Compositeurs belges et créations pour ouvrir la saison musicale bruxelloise
Après Pinocchio, le dernier opéra de Philippe Boesmans créé cet été au Festival d'Aix-en Provence et qui fêtait le retour de la Monnaie en ses murs pour ouvrir la saison, et avant Scena “E vidi quattro stelle” (frammenti dal Purgatorio di Dante) pour soprano, baryton, cornet à bouquin, trois saqueboutes (ou trombones), harpe et grand orgue de Bernard Foccroulle, c'est à Benoît Mernier que revenait l'honneur d'inaugurer l'orgue de Bozar rénové après cinquante ans de silence et qui ouvrait aussi la saison avec la création de son concerto pour orgue (voir notre article) puis, dimanche, celle de ses Dickinson Songs.

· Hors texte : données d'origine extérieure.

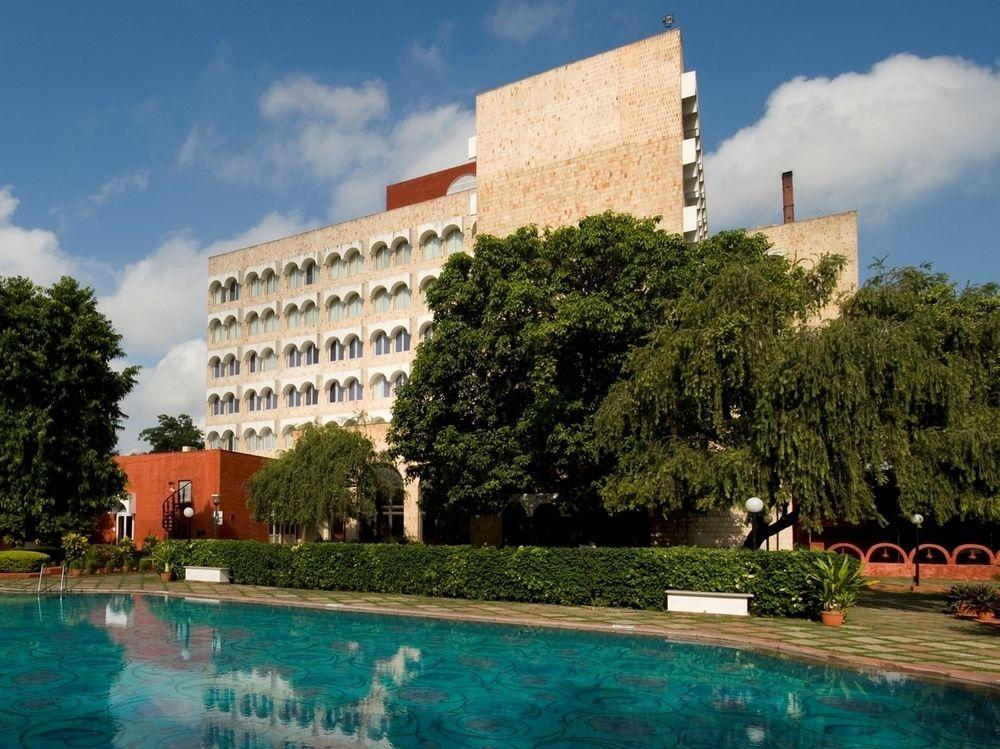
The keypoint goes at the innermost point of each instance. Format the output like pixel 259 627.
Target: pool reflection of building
pixel 226 699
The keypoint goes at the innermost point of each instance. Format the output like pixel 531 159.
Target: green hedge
pixel 629 578
pixel 22 561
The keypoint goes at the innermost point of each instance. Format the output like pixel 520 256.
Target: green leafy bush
pixel 22 561
pixel 781 582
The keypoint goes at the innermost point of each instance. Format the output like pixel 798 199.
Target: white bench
pixel 206 574
pixel 698 602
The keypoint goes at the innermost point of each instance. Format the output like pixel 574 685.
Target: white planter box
pixel 206 574
pixel 697 602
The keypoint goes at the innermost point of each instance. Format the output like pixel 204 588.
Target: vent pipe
pixel 787 198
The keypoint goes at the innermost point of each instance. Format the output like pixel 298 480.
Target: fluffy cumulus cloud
pixel 174 385
pixel 157 304
pixel 521 21
pixel 880 140
pixel 34 253
pixel 346 139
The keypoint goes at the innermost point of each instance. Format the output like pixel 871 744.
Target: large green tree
pixel 887 409
pixel 528 336
pixel 331 474
pixel 60 396
pixel 172 433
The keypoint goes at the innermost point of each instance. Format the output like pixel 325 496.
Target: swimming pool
pixel 97 671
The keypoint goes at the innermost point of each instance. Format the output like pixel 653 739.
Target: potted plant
pixel 984 601
pixel 165 555
pixel 839 583
pixel 75 548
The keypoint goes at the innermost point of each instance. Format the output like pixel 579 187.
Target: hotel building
pixel 322 326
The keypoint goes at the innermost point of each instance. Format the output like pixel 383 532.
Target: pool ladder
pixel 63 578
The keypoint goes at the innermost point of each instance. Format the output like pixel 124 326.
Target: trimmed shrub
pixel 780 581
pixel 22 561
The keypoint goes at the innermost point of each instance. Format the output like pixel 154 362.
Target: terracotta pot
pixel 833 618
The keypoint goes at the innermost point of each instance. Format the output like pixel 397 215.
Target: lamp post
pixel 916 518
pixel 188 513
pixel 754 505
pixel 216 501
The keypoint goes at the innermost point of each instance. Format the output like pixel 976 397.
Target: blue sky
pixel 138 137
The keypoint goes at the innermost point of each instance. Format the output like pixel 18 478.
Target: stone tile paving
pixel 892 628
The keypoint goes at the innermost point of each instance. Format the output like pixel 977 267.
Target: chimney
pixel 787 198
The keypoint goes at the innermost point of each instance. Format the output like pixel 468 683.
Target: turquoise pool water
pixel 144 671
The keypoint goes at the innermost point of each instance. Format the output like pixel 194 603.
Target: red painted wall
pixel 425 187
pixel 209 471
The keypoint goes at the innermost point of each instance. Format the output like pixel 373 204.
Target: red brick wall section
pixel 424 187
pixel 210 472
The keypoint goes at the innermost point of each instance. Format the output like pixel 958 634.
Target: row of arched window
pixel 297 275
pixel 307 394
pixel 308 315
pixel 352 347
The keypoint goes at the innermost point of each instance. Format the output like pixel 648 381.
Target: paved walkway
pixel 891 629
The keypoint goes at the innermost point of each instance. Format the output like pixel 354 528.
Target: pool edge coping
pixel 977 681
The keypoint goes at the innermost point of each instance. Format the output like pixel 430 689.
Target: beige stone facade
pixel 322 326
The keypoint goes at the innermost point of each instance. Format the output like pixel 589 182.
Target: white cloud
pixel 175 385
pixel 34 253
pixel 119 185
pixel 878 141
pixel 161 299
pixel 521 21
pixel 344 138
pixel 427 55
pixel 158 304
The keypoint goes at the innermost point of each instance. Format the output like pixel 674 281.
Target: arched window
pixel 431 246
pixel 354 391
pixel 355 263
pixel 336 350
pixel 381 301
pixel 402 254
pixel 335 309
pixel 355 349
pixel 269 281
pixel 268 361
pixel 354 306
pixel 453 241
pixel 401 297
pixel 309 272
pixel 268 399
pixel 402 341
pixel 269 321
pixel 310 314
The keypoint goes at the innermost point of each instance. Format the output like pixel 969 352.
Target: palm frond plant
pixel 839 581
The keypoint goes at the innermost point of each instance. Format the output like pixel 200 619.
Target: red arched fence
pixel 964 562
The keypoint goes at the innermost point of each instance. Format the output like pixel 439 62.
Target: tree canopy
pixel 888 409
pixel 528 336
pixel 172 433
pixel 331 474
pixel 60 397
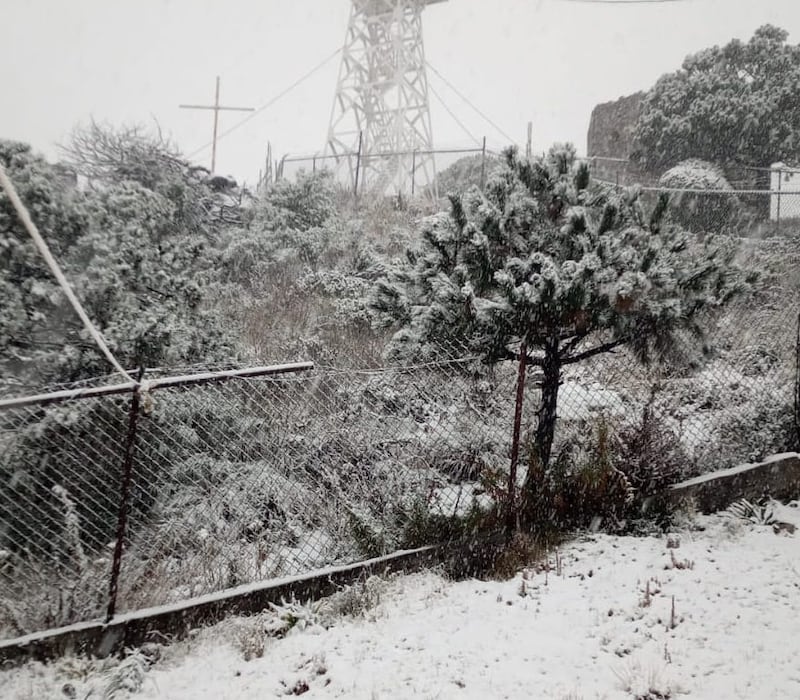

C'était l'ambiance des grands soirs à Bozar : une salle comble et, sur scène, l'Orchestre de la Monnaie au grand complet sous la direction de son chef Alain Altinoglu. Un programme bien ficelé conçu sous l'idée de la matière et des couleurs orchestrales : les Trois Nocturnes de Debussy, Toccata Festiva de Samuel Barber qui inspira Benoît Mernier dans le dernier de ses sept chants, les Litanies à la Vierge Noire (de Notre-Dame de Rocamadour) chef-d'oeuvre de "dévotion paysanne" alliant couleurs de voix aux délicates sonorités de l'orgue de Francis Poulenc et, enfin, la création des Dickinson Songs de Benoît Mernier.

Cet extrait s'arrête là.